Load Balancing through Block Rearrangement Policy for Hadoop Heterogeneous Cluster

To store and analyze Big Data, Hadoop is the most common tool for the researchers and scientists. The storage of huge amount of data in Hadoop is done using Hadoop Distributed File System (HDFS). HDFS uses block placement policy to split a very large file into blocks and place them across the cluster in a distributed manner. Basically, Hadoop and HDFS have been designed in such a way that it works efficiently on the homogeneous cluster. But in this era of networking, we cannot imagine having a cluster of homogeneous nodes only. So, there is the need of storage policy that can work efficiently on both homogeneous as well as the heterogeneous cluster. Thus, the needs of applications that can be executed time-efficiently based on homogeneous as well as the heterogeneous environment can be sufficed.
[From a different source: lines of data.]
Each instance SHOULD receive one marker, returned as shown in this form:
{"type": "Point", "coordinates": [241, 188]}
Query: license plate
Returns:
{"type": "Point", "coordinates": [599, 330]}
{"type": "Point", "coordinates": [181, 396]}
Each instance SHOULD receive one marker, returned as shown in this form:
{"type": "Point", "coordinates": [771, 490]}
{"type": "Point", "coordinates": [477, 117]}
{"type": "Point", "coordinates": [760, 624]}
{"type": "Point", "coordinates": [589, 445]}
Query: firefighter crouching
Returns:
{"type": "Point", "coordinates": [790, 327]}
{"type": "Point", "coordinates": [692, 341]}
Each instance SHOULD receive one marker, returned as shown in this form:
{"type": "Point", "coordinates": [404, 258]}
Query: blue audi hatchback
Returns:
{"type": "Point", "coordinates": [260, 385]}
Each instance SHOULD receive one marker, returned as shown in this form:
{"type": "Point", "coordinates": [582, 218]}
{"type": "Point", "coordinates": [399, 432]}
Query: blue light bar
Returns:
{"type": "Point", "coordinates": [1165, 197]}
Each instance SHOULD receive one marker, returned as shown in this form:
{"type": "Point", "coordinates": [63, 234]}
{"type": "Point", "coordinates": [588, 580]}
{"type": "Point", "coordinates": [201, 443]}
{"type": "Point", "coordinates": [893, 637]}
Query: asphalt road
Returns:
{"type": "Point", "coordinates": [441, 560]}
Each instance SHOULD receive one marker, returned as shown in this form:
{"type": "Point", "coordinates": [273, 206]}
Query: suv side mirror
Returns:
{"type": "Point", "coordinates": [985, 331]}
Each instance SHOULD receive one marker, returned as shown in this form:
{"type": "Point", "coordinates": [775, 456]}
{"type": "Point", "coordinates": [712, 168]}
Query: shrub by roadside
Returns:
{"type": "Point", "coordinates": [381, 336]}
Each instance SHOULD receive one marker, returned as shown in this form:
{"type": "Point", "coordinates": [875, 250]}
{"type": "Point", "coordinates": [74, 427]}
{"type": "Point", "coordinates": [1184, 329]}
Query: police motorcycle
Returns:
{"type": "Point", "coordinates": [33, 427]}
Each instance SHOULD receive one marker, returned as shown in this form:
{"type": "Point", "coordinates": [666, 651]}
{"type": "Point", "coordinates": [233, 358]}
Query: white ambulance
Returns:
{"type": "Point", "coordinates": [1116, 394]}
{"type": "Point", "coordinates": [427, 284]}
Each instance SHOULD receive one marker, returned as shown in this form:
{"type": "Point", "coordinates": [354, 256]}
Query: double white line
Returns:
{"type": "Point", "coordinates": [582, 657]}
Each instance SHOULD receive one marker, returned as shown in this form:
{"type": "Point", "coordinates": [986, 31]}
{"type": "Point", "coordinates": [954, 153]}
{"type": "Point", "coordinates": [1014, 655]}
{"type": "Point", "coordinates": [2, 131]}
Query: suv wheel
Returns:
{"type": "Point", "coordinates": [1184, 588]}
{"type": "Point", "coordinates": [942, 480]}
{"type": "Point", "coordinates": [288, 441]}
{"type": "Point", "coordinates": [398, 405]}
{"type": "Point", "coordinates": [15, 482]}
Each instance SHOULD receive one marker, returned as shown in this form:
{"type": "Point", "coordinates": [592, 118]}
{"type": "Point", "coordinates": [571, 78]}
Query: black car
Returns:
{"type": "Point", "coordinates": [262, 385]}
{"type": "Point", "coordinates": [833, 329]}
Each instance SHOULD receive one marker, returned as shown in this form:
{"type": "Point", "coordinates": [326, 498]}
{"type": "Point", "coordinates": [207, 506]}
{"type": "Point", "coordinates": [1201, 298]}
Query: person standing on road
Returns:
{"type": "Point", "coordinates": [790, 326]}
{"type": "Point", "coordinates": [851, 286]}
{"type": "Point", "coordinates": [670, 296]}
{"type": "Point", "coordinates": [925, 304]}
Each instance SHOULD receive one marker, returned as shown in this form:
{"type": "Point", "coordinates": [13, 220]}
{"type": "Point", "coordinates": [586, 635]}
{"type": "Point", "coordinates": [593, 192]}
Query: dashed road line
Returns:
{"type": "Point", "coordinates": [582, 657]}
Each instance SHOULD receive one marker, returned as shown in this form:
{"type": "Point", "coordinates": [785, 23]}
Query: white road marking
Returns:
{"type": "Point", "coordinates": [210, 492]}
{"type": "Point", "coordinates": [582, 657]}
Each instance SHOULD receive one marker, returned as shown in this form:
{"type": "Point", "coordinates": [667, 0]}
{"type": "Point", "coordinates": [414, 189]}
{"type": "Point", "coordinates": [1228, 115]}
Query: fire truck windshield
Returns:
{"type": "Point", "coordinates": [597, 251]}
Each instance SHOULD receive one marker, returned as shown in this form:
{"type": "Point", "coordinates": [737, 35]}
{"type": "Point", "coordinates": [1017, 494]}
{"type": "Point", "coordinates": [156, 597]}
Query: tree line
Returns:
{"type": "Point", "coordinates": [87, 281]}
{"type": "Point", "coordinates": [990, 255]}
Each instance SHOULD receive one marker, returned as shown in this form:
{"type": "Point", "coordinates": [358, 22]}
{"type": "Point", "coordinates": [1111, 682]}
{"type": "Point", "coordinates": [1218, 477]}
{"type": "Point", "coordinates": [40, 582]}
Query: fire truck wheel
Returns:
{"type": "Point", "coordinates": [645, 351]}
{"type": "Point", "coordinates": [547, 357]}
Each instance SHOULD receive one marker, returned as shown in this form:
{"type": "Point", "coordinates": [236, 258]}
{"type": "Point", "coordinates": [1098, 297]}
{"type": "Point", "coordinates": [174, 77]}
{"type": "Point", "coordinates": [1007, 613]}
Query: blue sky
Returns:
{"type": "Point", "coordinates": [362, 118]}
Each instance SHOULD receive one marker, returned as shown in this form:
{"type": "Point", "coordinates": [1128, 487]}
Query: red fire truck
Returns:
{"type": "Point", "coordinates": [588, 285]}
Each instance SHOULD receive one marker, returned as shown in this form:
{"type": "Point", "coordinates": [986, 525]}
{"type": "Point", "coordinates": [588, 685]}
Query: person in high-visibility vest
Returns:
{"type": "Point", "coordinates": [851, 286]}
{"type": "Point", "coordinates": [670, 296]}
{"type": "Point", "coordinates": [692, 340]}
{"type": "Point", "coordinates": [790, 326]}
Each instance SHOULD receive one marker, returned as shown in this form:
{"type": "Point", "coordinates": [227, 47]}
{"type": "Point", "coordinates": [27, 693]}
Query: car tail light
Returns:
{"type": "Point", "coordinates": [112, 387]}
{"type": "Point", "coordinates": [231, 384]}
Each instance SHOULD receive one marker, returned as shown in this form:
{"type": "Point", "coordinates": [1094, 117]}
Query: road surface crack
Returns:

Data locality in Hadoop maps the data block to process in the same node, but often when you're dealing with Big Data, it is required to map the data block to the processes across multiple nodes. To deal with this Hadoop has functionality to copy the data block where mappers are running. This creates a lot of performance degradation especially on heterogeneous cluster due to I/O delay or network congestions. Here we present a Novel algorithm to balance the data blocks on specific nodes (i.e. custom block placement) only by dividing total nodes among two categories like: homogeneous vs. heterogeneous or high performing nodes vs. low performing nodes. This policy helps to achieve better load rearrangement among the nodes and we can put data blocks actually where we want our data to be placed for the processing.